Thursday, August 20, 2009

Chicken and Normandy Cow.


Picked these two* up from my frame guy this week thanks to a surprise visit from my parents and I'm absolutely in love. I'm guessing I've had them for about 6 years. The price tags on the plastic sleeves were worn yellow. Not sure if you can tell but the wood frames have a little detail and are both brown and black. This morning I got a little sidetracked before work trying to fit them into the wall they belong on without hammering in any new nails. The placement isn't right yet, but they go so well with the room and what's up there – and I am so crazy about them – I wanted to share.

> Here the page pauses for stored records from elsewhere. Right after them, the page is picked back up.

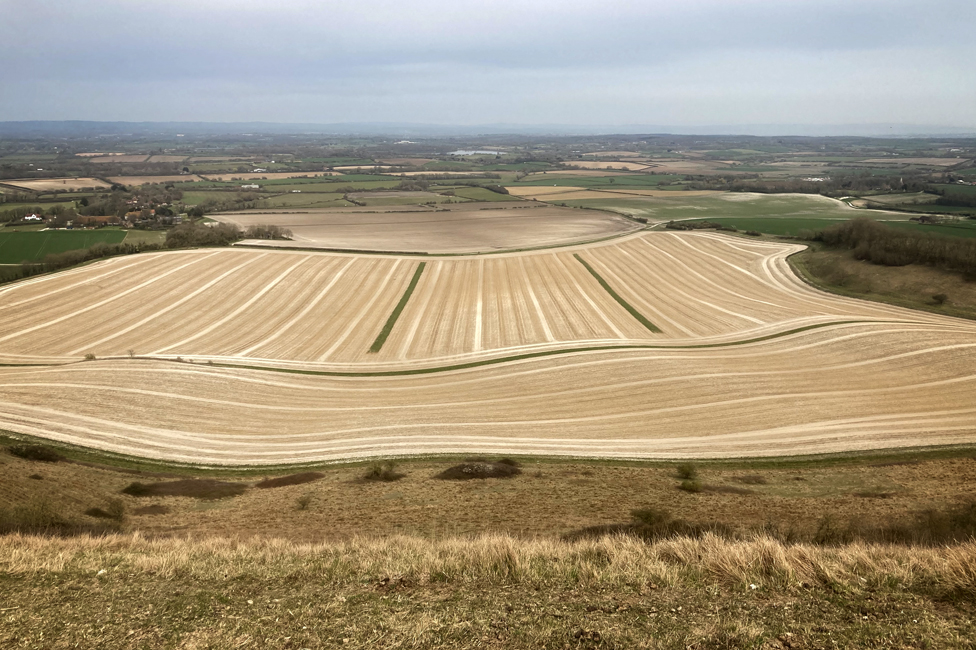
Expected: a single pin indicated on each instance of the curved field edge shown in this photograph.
(639, 228)
(95, 457)
(205, 362)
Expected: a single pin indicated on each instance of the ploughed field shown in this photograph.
(653, 345)
(458, 228)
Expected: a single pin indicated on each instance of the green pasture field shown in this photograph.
(610, 181)
(451, 166)
(777, 226)
(793, 226)
(355, 178)
(36, 204)
(17, 247)
(958, 190)
(380, 200)
(24, 227)
(932, 208)
(721, 205)
(895, 199)
(304, 199)
(482, 194)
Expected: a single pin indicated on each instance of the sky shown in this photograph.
(683, 63)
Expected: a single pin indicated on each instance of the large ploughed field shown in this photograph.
(651, 345)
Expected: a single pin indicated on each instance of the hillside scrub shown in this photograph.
(881, 244)
(267, 232)
(193, 234)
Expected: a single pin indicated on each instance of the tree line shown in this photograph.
(882, 244)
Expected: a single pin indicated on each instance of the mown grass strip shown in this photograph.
(521, 357)
(623, 303)
(391, 321)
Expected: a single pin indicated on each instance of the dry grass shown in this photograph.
(548, 499)
(492, 591)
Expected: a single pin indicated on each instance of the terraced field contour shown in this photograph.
(652, 345)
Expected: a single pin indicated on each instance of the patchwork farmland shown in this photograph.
(651, 345)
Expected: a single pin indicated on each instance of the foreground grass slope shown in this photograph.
(493, 591)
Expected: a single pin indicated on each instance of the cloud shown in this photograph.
(531, 61)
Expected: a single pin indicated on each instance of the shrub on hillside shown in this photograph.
(267, 232)
(473, 470)
(197, 234)
(39, 453)
(385, 471)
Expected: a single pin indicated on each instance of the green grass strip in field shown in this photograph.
(391, 321)
(527, 355)
(623, 303)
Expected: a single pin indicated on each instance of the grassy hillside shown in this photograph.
(17, 247)
(485, 592)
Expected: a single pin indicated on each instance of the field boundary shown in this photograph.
(799, 270)
(613, 294)
(517, 357)
(157, 468)
(391, 321)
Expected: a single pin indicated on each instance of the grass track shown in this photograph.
(391, 321)
(520, 357)
(623, 303)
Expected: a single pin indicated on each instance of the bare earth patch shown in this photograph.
(448, 229)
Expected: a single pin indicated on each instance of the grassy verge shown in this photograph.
(613, 294)
(391, 321)
(487, 592)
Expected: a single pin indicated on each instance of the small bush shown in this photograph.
(725, 489)
(196, 488)
(115, 510)
(751, 479)
(39, 453)
(292, 479)
(467, 471)
(651, 524)
(690, 485)
(385, 471)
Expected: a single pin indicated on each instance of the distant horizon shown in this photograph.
(83, 128)
(689, 66)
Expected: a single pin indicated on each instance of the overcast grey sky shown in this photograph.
(682, 63)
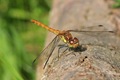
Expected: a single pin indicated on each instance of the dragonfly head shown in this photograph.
(74, 43)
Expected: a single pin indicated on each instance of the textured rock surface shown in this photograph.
(101, 59)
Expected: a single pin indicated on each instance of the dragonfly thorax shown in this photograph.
(74, 42)
(66, 37)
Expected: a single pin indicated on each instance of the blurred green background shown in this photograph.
(20, 40)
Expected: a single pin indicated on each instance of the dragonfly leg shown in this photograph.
(59, 49)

This wall is all sort of farm and old west stuff. That little black and white photograph on the bookshelf is my Mom on a tractor, about 3 or 4 years old. She's wearing those old school leather, sorta like high-top, little kid shoes. Also on the wall is my "Cowgirls at the Round-up 1911" framed poster** that I also love. The message underneath it reads, "The emancipation of women may have started not with the vote, nor in the cities where women marched and carried signs and protested, but rather when they mounted a good cowhorse and realized how different and fine the view. From the back of a horse, the world looked wider". Oh, how I love a big sky.

*The artist is Julian Williams, but they are actually greeting cards from the company Two Bad Mice.

**Photo adapted from a portrait taken at the second annual Pendleton Round-up in Oregon, courtesy Hamley & Co., Pendleton, Oregon. Quote from
The Cowgirls, courtesy Joyce Gibson Roach.